The golden ‘peanut’:

  • Charged $1.2 million a year (90% of the running cost of its CEO’s office) as part of treatment cost;
  • A monthly average credit card bill of of $32,952 last year;
  • 19 trips on first class tickets costing $322,000;
  • Turned down a 8-month bonus for 5 months, and then end up getting extra $66,000 in backpay and extra bonus;
  • Getting extra leave backdated 7 years which was cashed in for $73,000;
  • Getting $187,000 in ‘overtime’ pay between September 1997 – October 2003;
  • Three insurance policies: two personal accident policies and one surgical and hospitalisation policy.

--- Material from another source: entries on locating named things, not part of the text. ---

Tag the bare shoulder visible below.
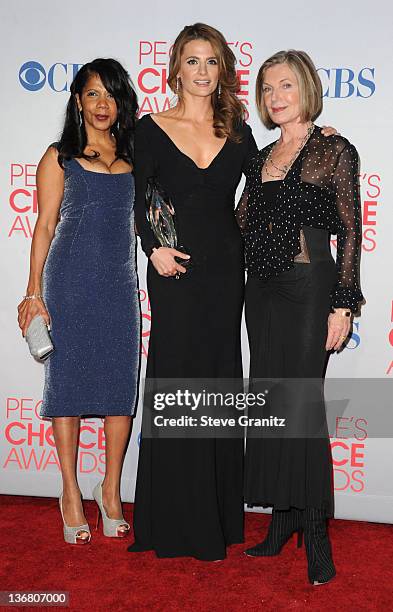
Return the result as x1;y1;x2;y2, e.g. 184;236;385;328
37;145;64;188
37;144;64;176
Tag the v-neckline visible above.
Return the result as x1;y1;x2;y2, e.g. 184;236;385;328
148;115;228;171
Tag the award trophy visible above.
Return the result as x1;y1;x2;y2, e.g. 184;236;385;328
146;177;191;278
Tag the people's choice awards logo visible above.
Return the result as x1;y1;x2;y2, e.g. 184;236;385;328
136;40;253;116
386;300;393;376
331;416;368;493
19;60;83;92
2;397;105;475
331;172;382;253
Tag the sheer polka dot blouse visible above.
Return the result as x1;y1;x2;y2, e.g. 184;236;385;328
236;127;363;312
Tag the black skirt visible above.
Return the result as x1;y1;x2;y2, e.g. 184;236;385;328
245;228;336;516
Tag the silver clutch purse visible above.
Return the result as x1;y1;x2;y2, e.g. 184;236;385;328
26;315;54;361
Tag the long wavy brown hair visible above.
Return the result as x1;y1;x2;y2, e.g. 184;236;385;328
167;23;245;142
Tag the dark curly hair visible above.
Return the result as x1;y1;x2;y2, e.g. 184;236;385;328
56;58;138;167
168;23;245;142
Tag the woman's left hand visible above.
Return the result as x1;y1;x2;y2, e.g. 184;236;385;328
321;125;338;136
326;308;351;351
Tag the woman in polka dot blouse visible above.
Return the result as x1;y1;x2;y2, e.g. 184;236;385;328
237;50;363;584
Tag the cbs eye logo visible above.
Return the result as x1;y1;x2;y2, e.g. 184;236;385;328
19;62;46;91
19;61;83;92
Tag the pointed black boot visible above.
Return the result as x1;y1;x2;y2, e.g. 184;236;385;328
304;508;336;585
244;508;304;557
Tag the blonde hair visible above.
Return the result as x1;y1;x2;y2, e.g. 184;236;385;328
256;49;322;130
167;23;245;142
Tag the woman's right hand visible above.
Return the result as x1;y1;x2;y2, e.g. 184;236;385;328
18;298;50;337
150;247;190;276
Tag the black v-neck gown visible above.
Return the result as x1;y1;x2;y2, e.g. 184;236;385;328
129;116;256;560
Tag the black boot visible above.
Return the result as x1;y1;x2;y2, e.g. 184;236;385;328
244;508;304;557
304;508;336;585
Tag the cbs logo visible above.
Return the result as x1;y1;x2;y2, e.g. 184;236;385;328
19;61;83;92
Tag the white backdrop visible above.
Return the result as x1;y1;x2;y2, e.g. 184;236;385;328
0;0;393;522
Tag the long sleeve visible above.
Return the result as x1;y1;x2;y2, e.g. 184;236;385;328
134;119;159;257
331;144;363;312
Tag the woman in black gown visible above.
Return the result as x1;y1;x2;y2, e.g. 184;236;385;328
128;24;257;560
237;51;362;584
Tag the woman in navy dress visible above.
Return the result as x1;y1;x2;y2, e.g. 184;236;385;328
18;59;140;543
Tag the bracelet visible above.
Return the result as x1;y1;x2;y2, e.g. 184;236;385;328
333;308;352;317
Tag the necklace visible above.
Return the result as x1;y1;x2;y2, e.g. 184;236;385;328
265;123;315;179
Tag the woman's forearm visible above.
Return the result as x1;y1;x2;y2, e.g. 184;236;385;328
26;219;56;295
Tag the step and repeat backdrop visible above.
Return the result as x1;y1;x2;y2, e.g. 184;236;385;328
0;0;393;523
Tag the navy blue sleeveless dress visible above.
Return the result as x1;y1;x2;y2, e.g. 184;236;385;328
41;159;140;417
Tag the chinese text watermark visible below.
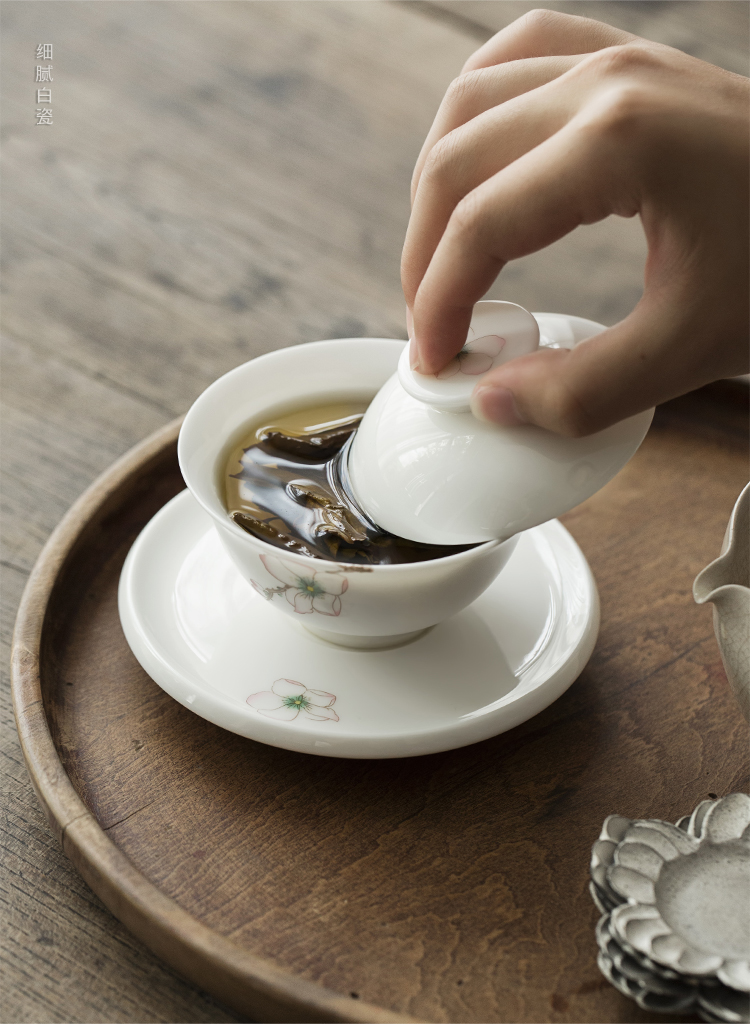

Wah piang eh! This ‘peanut’ or ‘coconut’?!

And one of my friend’s comment was: ‘Durai’s ‘good heart’ – i.e. conscience – let dog eat already’. [Translation: 杜莱的良心给狗吃了。]

是的,各位市民。他的良心已经不存在啦。[Translation: Yes, fellow citizens. His conscience is non-existent.]

And I should also add, when considering the super good treatment of Matilda Chua: 他还拿已经没有的良心来做‘好事’呢。 [Translation: He even use that already non-existent good heart to do good deeds.]

(For reference: Matilda Chua got six-month bonus of $75,000 and an ex-gratia payment of another $75,000 when she resigned. She also received an encashment of unused leave that came to $79,195. She has also received 14 months bonus previously.)

The KPMG reports seems to indicate that the checks and balances failed just like Barings. Nobody seems to have had oversight over CEO T.T. Durai and his ‘coterie of long-serving assistants’.

Not the board, not the auditors and not even the gover-min regulators.

I wondered if this would have made even Nick Leeson proud!